Medientagebuch von Tinu Heiniger, Liedermacher, Buchautor

Tinu HeinigerIch bin ein Nachtmensch und stehe erst am Vormittag auf. Zum späten Zmorge gehört, seit meinen Zürcher Jahren, der Tagi. Zuerst, ganz hinten, der Sport: Steht etwas über meinen SC Langnau? Etwas über Federer? Über den FCZ? Oder ist schon wieder einer meiner damaligen Fussballstars gestorben? Der Fatton? Der Ballamann? Der Bickel? Dann Politik, beides, Innen- und Aussen, mehr quer als vertieft. Dann die Unfälle- und Verbrechenseite 12. Dort steht oft klein, was gestern im Blick riesengross gekommen ist. Dann Leserbriefe: Da hat es immer wieder Leute darunter, die schreiben so gescheit, so wohltuend, so differenziert. Und dann die Kulturseite: Wenn die Simone Meier etwas geschrieben hat, lese ich das immer. Mit Vergnügen. Auch den Christoph Schneider oder den Florian Keller. Richtig gute Journalisten sind eher selten, aber das gilt ja auch für andere Jobs.

Wenn ich mit dem Zug unterwegs bin, dann lese ich, was da bereits seit Stunden die Wagen und die Köpfe der Pendler füllt: Die „20 Minuten“. Und beim Heimfahren noch dümmer: den „Blick am Abend“! Ich will das alles auch lesen, was die Menschen hier lesen. Und sei es nur, um dabei zu denken: Wie blöd muss man eigentlich sein, das alles wissen zu wollen, was sich dort in diesen Wegwerfblättern an Mist auftürmt? Ich will eigentlich gar nicht wissen, ob die Jordi den Rominger wegen dem Ast. Oder ob der Gölä mit dem Helikopter und der Eicher mit dem Kutti. Und ob der Hofer jetzt schon wieder seinen wievielten Abschied. Ich will das alles nicht wissen, und doch um Gottes Willen ja nicht etwas verpassen. Jedenfalls, wenn ich Zug fahre, dann lese ich das alles, dann schlürfe und stopfe ich das alles in mich hinein. Und das ist dann fast so, wie wenn es mein Nachbar im gleichen Abteil gegenüber am Handy so laut mit seiner Sekretärin treibt, dass auch ich bei diesem Geschäft dabei sein muss, ob ich will oder nicht.

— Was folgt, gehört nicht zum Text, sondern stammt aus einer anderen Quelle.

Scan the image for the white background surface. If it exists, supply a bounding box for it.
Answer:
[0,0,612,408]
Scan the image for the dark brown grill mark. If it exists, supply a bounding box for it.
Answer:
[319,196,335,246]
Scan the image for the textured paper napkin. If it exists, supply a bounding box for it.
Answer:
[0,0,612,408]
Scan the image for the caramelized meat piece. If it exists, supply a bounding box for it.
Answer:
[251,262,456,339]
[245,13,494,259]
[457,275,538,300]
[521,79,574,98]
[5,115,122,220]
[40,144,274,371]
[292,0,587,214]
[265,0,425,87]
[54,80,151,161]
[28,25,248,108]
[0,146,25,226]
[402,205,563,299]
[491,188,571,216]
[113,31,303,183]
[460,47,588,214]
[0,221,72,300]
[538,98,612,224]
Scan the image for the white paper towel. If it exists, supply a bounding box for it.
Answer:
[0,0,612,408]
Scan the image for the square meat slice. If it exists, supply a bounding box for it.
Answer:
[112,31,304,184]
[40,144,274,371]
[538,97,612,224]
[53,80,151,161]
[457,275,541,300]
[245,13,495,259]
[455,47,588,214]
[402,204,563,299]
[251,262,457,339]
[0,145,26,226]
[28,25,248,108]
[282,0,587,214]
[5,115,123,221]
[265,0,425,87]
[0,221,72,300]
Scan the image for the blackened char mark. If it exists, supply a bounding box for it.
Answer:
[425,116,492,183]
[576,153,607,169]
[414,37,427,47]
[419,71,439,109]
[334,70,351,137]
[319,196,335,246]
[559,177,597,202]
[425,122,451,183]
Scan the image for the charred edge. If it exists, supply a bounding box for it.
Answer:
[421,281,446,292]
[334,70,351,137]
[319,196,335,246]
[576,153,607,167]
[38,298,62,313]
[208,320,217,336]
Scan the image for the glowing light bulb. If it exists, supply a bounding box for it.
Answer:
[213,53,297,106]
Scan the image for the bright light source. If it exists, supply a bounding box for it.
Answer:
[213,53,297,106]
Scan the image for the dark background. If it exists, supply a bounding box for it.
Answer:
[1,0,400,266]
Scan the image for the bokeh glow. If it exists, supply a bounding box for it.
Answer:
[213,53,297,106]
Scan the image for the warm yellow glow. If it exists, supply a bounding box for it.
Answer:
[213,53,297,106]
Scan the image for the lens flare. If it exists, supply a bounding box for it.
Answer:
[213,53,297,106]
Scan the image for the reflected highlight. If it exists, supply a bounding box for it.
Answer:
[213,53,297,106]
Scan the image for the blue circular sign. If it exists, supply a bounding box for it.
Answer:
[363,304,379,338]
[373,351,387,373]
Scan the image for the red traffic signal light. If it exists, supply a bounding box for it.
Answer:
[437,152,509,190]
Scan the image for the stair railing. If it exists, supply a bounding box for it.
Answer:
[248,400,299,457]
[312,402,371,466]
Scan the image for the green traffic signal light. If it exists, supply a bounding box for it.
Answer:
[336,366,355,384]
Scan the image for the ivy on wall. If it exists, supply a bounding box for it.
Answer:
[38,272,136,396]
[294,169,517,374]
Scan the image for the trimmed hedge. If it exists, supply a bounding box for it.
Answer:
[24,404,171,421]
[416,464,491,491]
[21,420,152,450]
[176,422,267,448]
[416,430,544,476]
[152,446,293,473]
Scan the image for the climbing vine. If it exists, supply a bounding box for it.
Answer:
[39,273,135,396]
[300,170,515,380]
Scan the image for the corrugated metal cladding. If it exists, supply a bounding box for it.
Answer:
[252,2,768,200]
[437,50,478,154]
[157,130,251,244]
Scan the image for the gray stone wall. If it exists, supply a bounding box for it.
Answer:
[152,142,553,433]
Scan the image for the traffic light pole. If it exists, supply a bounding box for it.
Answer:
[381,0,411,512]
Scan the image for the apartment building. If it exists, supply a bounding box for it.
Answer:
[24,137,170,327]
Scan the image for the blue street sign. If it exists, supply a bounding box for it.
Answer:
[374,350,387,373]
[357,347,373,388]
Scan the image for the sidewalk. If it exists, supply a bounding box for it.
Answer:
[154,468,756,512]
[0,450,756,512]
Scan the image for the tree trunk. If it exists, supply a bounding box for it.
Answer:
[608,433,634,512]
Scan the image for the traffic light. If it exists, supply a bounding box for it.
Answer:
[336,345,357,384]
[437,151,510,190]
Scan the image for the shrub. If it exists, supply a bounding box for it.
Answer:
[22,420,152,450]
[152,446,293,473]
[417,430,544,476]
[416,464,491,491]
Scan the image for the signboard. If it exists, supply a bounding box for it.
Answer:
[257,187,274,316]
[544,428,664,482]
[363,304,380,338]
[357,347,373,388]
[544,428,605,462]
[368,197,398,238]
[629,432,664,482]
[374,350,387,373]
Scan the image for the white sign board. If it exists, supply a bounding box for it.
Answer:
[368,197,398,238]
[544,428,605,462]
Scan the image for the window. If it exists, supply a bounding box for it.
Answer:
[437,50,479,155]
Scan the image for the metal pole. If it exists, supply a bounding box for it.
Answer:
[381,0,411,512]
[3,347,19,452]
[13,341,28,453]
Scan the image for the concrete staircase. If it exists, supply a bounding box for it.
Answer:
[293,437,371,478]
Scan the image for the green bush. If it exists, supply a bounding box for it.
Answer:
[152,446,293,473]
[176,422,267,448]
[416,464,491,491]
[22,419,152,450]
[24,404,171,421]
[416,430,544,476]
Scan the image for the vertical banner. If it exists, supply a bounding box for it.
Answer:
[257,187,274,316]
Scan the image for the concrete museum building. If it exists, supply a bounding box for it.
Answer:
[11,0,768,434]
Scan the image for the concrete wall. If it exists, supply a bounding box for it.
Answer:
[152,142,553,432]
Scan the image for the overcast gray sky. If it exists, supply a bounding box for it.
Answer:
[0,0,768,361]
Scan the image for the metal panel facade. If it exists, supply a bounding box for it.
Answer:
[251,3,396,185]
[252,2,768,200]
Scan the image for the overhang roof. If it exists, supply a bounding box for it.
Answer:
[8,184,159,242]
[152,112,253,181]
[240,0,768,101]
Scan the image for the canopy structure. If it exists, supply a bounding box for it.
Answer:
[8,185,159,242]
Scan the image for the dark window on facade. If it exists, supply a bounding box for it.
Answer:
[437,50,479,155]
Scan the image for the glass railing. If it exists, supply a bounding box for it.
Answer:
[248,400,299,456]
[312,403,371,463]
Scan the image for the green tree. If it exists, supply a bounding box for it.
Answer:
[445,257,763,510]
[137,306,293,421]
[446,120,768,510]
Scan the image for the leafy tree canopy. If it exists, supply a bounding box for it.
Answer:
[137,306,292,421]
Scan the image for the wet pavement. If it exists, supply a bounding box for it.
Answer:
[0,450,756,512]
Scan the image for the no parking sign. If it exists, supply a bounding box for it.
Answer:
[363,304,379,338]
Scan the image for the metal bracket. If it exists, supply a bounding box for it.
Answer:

Ich kann diese Blätter, wo die armen Schurnis nur noch dazu da sind, Agenturnachrichten zusammen zu kürzen und hier und dort etwas abzuschreiben, nur vermeiden, wenn ich zu Hause bleibe. Und dort am Abend, im Echo der Zeit, und gelegentlich im 10 vor 10, höre und schaue ich mir an, was mich eigentlich, vielleicht, gelegentlich, wirklich etwas angehen könnte.